The PD-1/PD-L1 pathway blockade can generate a good clinical response by reducing immunosuppression and provoking durable antitumor immunity. In addition to antibodies, aptamers can also block the interaction between PD-1 and PD-L1. For the in vivo application, however, free aptamers are usually too small in size and quickly removed from blood via glomerular filtration. To avoid renal clearance of aptamer, we conjugated the PD-L1 aptamer to albumin to form a larger complex (BSA-Apt) and evaluated whether BSA-Apt would enhance the in vivo antitumor efficacy. The PD-L1 aptamer was thiol-modified and conjugated to the amino group of BSA via a SMCC linker. The average size of BSA-Apt was 11.65 nm, which was above the threshold for renal clearance. Functionally, BSA-Apt retained the capability of the PD-L1 aptamer to bind with PDL1-expressing tumor cells. Moreover, both the free aptamer and BSA-Apt augmented the PBMC-induced antitumor cytotoxicity in vitro. Furthermore, BSA-Apt generated a significantly stronger antitumor efficacy than the free PD-L1 aptamer in vivo without raising systemic toxicity. The results indicate that conjugating the PD-L1 aptamer to albumin may serve as a promising strategy to improve the in vivo functionality of the aptamer and that BSA-Apt may have application potential in cancer immunotherapy.
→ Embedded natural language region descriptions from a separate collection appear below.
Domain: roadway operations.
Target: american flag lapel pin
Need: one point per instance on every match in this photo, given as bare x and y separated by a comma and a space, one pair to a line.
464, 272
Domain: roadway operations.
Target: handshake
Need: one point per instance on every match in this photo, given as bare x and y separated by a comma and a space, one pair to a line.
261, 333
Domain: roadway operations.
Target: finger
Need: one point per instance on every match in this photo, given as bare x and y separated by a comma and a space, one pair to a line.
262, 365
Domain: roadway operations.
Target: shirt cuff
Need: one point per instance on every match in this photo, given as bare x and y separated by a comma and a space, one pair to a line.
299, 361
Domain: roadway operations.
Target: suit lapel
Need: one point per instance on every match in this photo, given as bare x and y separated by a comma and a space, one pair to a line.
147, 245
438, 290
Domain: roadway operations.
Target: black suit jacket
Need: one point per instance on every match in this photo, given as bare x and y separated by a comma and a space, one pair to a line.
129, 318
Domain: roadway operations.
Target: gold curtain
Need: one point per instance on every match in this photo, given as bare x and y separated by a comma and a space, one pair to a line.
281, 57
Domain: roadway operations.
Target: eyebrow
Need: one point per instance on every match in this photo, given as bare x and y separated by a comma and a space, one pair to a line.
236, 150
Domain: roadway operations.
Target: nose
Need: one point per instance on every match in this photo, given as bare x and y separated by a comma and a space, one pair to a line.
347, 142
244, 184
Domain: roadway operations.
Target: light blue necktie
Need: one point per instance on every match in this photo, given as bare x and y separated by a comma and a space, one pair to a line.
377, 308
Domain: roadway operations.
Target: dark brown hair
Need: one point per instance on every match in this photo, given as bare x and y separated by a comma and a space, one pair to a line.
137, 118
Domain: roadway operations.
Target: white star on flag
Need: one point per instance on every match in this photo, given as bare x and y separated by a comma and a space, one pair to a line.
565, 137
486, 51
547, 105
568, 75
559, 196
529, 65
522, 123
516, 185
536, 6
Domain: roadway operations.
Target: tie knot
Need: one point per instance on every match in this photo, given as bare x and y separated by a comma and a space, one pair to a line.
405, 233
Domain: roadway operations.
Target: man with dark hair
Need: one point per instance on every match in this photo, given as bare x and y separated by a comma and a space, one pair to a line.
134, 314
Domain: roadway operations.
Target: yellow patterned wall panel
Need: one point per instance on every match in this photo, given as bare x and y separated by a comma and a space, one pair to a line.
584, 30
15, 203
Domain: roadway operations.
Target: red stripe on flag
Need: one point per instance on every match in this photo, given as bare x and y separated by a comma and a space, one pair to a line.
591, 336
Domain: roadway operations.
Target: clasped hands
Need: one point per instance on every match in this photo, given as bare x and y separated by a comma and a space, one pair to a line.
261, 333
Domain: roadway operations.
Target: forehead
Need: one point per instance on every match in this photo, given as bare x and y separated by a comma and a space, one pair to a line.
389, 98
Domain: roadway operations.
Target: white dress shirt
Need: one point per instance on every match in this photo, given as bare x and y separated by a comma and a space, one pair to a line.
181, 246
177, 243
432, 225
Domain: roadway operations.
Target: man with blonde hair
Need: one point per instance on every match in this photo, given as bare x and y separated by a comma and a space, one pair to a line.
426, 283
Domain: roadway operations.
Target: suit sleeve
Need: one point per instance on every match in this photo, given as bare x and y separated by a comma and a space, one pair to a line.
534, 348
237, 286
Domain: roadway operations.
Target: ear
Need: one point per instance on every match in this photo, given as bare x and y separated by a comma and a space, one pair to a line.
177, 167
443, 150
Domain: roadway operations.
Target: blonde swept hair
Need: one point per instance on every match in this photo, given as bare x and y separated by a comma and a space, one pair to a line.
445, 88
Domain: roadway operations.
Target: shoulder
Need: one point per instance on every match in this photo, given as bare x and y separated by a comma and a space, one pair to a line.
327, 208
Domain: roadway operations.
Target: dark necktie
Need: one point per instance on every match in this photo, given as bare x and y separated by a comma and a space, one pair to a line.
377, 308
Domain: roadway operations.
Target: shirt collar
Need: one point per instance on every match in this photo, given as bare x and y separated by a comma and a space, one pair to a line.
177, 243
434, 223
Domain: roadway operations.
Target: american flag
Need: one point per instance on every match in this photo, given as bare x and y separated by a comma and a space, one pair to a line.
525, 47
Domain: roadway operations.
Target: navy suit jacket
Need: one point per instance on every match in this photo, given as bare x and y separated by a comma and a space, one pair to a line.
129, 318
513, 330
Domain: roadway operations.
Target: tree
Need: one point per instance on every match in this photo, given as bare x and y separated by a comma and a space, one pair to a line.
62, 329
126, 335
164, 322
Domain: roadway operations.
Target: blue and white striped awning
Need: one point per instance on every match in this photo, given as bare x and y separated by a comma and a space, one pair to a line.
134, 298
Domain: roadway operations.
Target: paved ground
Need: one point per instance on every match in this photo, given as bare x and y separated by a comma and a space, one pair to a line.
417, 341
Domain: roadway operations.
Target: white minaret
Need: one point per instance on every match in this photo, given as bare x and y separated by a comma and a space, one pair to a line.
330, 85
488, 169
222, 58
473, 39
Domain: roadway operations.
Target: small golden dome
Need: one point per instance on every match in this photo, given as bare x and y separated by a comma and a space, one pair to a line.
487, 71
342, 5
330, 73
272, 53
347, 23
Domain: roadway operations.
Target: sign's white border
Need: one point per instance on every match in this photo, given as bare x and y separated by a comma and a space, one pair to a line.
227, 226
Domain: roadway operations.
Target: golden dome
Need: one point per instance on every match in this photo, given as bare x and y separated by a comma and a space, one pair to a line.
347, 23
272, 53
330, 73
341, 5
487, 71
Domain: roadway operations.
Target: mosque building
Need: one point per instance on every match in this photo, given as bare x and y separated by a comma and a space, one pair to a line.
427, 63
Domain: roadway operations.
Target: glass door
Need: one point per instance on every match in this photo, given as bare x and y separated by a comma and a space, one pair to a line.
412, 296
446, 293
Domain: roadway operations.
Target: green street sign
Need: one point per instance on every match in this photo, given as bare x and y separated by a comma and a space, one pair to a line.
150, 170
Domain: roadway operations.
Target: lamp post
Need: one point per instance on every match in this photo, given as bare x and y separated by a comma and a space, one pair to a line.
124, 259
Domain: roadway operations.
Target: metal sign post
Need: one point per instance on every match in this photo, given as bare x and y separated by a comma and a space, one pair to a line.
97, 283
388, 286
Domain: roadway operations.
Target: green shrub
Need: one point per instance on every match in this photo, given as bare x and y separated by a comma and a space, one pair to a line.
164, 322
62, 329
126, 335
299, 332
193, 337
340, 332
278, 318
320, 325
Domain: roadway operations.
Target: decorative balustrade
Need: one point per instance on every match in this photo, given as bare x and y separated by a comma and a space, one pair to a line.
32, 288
PD-1/PD-L1 通路阻断可以通过减少免疫抑制和引发持久的抗肿瘤免疫来产生良好的临床反应。除了抗体,适体也可以阻断 PD-1 和 PD-L1 之间的相互作用。然而,对于体内应用,游离适体通常太小,会通过肾小球滤过迅速从血液中清除。为了避免适体被肾脏清除,我们将 PD-L1 适体与白蛋白缀合形成更大的复合物(BSA-Apt),并评估 BSA-Apt 是否会增强体内抗肿瘤疗效。PD-L1 适体经过巯基修饰,并通过 SMCC 接头与 BSA 的氨基缀合。BSA-Apt 的平均大小为 11.65nm,超过了肾脏清除的阈值。功能上,BSA-Apt 保留了 PD-L1 适体与表达 PD-L1 的肿瘤细胞结合的能力。此外,游离适体和 BSA-Apt 均增强了 PBMC 在体外诱导的抗肿瘤细胞毒性。此外,BSA-Apt 在体内产生的抗肿瘤疗效明显强于游离 PD-L1 适体,而不会引起全身毒性。结果表明,将 PD-L1 适体与白蛋白缀合可能是提高适体体内功能的一种有前途的策略,BSA-Apt 可能在癌症免疫治疗中有应用潜力。